Pauline and I often bicycled together after breakfast while Ernest worked. It wasn’t my idea, but we were there in paradise, after all, and had to do something. The lease at Villa Paquita ran out in early June, and so we rented two rooms at the Hôtel de la Pinède in Juan-les-Pins. Bumby and Marie Cocotte were nearby, in a small bungalow surrounded by pine trees. The cure for his whooping cough had at last begun to work, and he felt a little better every day. His color had returned and he was sleeping well, and our worrying about him was almost entirely gone. The quarantine was over, but we kept to ourselves in the daylight anyway, forming our own island, while just a few miles across the peninsula at Villa America, the Murphys and the Fitzgeralds and the MacLeishes carried on as before, drinking sherry with biscuits at ten-thirty sharp and Tavel with caviar and toast points at one-thirty and playing bridge at a gorgeous blue-and-green mosaic table that had been set up on the beach for this. The image on the tabletop was of a siren with flowing hair. She balanced on a rock and gazed into the distance. At Villa America, everyone loved the siren because she seemed to be a symbol of something. They loved her the way they loved their sherry and their toast points and every moment of every ritual that wound around them like clock springs.

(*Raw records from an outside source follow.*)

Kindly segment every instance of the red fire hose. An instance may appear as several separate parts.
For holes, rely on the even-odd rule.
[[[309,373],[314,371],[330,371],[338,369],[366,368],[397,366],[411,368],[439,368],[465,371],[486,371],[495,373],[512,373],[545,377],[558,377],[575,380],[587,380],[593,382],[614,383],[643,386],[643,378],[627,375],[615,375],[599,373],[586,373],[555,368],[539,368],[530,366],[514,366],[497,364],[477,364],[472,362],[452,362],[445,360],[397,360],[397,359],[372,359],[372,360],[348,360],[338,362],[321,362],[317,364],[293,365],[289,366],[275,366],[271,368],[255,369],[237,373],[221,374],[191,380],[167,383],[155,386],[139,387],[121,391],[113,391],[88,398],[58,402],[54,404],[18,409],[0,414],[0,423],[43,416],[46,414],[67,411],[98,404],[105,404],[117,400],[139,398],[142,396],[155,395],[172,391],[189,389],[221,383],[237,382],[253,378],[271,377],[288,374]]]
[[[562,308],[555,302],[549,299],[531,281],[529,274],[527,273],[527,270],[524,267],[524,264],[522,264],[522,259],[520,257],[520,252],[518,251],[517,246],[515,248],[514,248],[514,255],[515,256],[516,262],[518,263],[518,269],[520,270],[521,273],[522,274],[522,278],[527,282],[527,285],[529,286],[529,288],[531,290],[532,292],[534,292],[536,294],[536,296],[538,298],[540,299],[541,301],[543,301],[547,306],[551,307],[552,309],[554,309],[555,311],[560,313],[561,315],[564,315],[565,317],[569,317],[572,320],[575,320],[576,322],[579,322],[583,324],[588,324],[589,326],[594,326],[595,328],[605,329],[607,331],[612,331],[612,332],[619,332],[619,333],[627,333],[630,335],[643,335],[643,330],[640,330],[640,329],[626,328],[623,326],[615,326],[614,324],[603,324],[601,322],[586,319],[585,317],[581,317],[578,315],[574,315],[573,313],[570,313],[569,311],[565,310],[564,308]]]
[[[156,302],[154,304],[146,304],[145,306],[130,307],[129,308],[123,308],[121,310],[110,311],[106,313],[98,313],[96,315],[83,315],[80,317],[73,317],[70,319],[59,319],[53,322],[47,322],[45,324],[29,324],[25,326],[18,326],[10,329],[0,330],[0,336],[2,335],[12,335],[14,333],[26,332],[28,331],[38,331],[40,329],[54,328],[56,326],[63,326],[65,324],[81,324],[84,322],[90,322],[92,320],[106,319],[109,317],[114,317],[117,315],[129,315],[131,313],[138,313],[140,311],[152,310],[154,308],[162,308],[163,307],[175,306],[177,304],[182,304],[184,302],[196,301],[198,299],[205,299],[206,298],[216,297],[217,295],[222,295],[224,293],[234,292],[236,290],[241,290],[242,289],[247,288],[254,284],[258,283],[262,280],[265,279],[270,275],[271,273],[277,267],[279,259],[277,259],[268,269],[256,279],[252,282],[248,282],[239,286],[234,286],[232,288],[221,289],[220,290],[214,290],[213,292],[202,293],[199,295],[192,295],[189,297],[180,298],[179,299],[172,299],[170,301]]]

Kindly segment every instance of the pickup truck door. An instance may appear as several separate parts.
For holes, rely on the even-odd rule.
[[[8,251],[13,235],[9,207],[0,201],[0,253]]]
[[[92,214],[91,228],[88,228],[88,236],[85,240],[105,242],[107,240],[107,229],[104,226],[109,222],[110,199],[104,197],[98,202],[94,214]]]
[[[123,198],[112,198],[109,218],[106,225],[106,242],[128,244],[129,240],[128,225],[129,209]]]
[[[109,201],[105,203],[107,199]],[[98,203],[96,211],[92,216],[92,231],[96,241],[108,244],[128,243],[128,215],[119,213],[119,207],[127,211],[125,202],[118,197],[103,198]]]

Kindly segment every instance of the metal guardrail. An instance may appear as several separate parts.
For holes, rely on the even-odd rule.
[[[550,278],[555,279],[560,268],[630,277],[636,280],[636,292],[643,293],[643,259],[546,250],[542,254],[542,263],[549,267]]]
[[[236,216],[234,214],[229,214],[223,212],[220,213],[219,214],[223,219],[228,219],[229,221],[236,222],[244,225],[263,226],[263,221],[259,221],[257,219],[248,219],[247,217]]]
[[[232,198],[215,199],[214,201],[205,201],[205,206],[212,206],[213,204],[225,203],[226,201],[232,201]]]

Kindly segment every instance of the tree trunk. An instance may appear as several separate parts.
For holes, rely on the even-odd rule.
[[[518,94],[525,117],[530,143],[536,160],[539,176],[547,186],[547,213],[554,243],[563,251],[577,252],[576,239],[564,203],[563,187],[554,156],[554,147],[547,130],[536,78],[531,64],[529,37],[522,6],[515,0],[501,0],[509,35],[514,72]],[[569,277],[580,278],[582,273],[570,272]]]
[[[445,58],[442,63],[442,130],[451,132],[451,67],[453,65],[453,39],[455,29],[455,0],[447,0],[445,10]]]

At the Hôtel de la Pinède, we had our own rituals. We breakfasted late, and then Ernest went off to work in a small studio off the terrace while Pauline and I rode bicycles or swam and sunned at our little beach with Bumby. After lunch we had siesta, then bathed and dressed for cocktail hour either at Villa America, in one of the terraced gardens, or at the casino in town, and no one raised even an eyebrow in our presence or said anything that wasn’t in good taste because that was the contract.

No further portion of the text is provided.